Les peuples autochtones de la région Pacifique de Colombie n'ont pas la vie facile - la région du Chocó est en tête des statistiques qui recensent la pauvreté dans le pays. 30 % des habitants vivent en dessous du seuil de pauvreté. Du riz, un peu de fruits et la pêche; leurs revenus dépendent de ce que la nature a à offrir et ne sont accessibles qu’en période de récolte. 

Un potentiel inexploité 

La «Vainilla», mot espagnol pour dire «gousse». Comme le lys, la plante s'enroule autour des arbres, tournoyant du sol jusqu’à leur sommet. Facile à conserver, elle a une valeur marchande élevée et sa culture, loin de détruire la forêt, protège l’écosystème et les arbres. 

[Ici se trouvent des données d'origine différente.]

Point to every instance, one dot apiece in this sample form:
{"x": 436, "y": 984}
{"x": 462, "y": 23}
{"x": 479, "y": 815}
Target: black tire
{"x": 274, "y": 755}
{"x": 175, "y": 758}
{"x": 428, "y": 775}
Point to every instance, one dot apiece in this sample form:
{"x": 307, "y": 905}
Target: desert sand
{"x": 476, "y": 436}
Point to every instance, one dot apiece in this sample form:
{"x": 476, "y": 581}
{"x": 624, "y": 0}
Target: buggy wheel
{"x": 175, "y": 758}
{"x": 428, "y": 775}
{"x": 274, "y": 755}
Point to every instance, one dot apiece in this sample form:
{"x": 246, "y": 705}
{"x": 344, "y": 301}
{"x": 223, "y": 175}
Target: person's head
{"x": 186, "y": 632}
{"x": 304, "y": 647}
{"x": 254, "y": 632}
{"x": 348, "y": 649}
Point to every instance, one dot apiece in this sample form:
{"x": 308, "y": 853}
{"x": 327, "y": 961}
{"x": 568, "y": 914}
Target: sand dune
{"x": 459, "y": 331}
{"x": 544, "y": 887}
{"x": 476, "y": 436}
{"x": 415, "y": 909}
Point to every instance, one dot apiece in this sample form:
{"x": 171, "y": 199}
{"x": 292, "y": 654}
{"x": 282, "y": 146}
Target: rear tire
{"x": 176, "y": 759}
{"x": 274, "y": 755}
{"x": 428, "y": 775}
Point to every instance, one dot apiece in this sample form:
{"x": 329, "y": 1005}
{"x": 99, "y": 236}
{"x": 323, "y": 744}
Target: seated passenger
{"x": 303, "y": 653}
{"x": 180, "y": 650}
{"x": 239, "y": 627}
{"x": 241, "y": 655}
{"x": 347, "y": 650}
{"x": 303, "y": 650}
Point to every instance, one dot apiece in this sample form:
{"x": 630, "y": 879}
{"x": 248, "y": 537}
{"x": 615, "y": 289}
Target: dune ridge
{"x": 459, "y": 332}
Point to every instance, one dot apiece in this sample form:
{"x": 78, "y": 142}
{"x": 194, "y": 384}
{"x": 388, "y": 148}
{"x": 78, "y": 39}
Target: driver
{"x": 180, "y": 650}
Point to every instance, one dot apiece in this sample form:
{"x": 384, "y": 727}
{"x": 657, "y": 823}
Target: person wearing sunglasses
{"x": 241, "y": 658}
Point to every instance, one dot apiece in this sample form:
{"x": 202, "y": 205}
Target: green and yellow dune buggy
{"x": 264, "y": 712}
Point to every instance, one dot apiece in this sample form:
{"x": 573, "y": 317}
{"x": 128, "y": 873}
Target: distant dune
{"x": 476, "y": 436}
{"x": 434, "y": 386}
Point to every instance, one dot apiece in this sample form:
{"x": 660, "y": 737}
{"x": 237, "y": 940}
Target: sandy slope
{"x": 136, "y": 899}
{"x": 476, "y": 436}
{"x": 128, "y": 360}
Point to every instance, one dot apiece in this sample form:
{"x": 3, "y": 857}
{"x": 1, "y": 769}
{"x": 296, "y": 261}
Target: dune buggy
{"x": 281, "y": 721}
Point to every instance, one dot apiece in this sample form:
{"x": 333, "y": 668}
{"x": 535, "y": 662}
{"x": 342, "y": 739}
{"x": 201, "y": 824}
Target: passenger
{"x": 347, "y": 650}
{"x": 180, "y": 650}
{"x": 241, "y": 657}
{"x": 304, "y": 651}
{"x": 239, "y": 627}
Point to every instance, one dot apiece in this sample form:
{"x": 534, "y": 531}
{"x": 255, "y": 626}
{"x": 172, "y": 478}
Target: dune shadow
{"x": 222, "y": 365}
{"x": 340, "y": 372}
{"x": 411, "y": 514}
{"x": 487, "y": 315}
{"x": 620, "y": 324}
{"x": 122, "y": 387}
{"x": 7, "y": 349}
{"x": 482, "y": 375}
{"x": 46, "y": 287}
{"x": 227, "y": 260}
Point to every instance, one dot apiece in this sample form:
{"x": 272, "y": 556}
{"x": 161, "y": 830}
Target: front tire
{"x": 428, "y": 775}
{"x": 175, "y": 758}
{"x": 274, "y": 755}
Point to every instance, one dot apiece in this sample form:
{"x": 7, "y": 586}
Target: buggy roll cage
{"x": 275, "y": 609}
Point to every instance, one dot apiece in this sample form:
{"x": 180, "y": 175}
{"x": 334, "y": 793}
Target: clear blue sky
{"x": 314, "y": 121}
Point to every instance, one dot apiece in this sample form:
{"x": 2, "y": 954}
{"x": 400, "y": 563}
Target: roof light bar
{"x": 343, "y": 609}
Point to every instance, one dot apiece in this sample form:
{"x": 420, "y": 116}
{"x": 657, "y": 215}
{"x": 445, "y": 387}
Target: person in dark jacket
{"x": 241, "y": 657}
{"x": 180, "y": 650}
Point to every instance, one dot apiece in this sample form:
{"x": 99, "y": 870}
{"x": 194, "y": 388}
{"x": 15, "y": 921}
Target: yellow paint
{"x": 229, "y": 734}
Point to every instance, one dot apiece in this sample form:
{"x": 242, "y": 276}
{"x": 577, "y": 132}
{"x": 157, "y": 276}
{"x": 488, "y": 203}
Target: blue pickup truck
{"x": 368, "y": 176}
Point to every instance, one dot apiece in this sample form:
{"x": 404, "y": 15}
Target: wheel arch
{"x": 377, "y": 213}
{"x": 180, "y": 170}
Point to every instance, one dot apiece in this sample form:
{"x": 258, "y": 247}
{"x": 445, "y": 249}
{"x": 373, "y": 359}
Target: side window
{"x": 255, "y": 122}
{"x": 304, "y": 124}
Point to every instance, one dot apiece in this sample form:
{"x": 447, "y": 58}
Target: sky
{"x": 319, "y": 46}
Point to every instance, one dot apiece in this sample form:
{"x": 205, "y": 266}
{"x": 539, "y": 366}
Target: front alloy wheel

Avec autant d'avantages, difficile de comprendre pourquoi la vanille est restée inutilisée jusqu'à aujourd’hui. Paulo Hurtado Rentería, représentant de la municipalité de Rio Valle, explique: «Nos ancêtres avaient beaucoup de connaissances et utilisaient la vanille principalement pour parfumer les vêtements.» «En plus du parfum, ils utilisaient la vanille pour faire des colliers de Chaquira et attirer le bonheur et l'amour.», ajoute Rosario Tejeda Lemos. Mais la tradition s'est éteinte avec leurs ancêtres. Les produits contemporains tels que le déodorant et les lotions pour le corps ont rendu la plante superflue. Les autochtones se sont concentrés sur la culture de riz et de maïs, et aux oubliettes la douce épice. «Notre génération ne sait plus comment utiliser la vanille», déclare Paulo Hurtado Renteria.    

Connaissances et soutien d’ici et d’ailleurs   

C'est sur le point de changer. Récemment, une délégation de scientifiques mexicains – pays originaire de la vanille - s’est rendue sur place. Avec patience, les peuples indigènes replongent dans le savoir ancestral.  

En juin 2016, les 28 premiers paysans ont semé les plants de vanille. En mars 2018, les premières plantes ont commencé à fleurir. Et avec elles, l’espoir des paysannes et paysans de la région, toujours plus nombreux, de s’assurer un avenir grâce à la vanille.  

Depuis 2010, SWISSAID travaille avec les organisations paysannes locales en les soutenant principalement avec des connaissances entrepreneuriales et agroécologiques. En 2016, un accord a été conclu entre les municipalités d'El Cedro et El Río Valle, dans lequel les municipalités reconnaissent la valeur de la vanille pour la région et ses bénéfices pour l’environnement. S’en est suivi la création d'une société qui achète la matière première aux paysans pour la distribuer et commercialiser au niveau national et international. L'amélioration de la production et de la commercialisation a un impact positif sur l'utilisation durable des forêts, apporte de nouvelles capacités de production et aide les populations autochtones à protéger leur territoire. Même sous une autre forme qu’en collier, la vanille apporte effectivement la chance à toute la région. Et elle aide à lutter contre la pauvreté.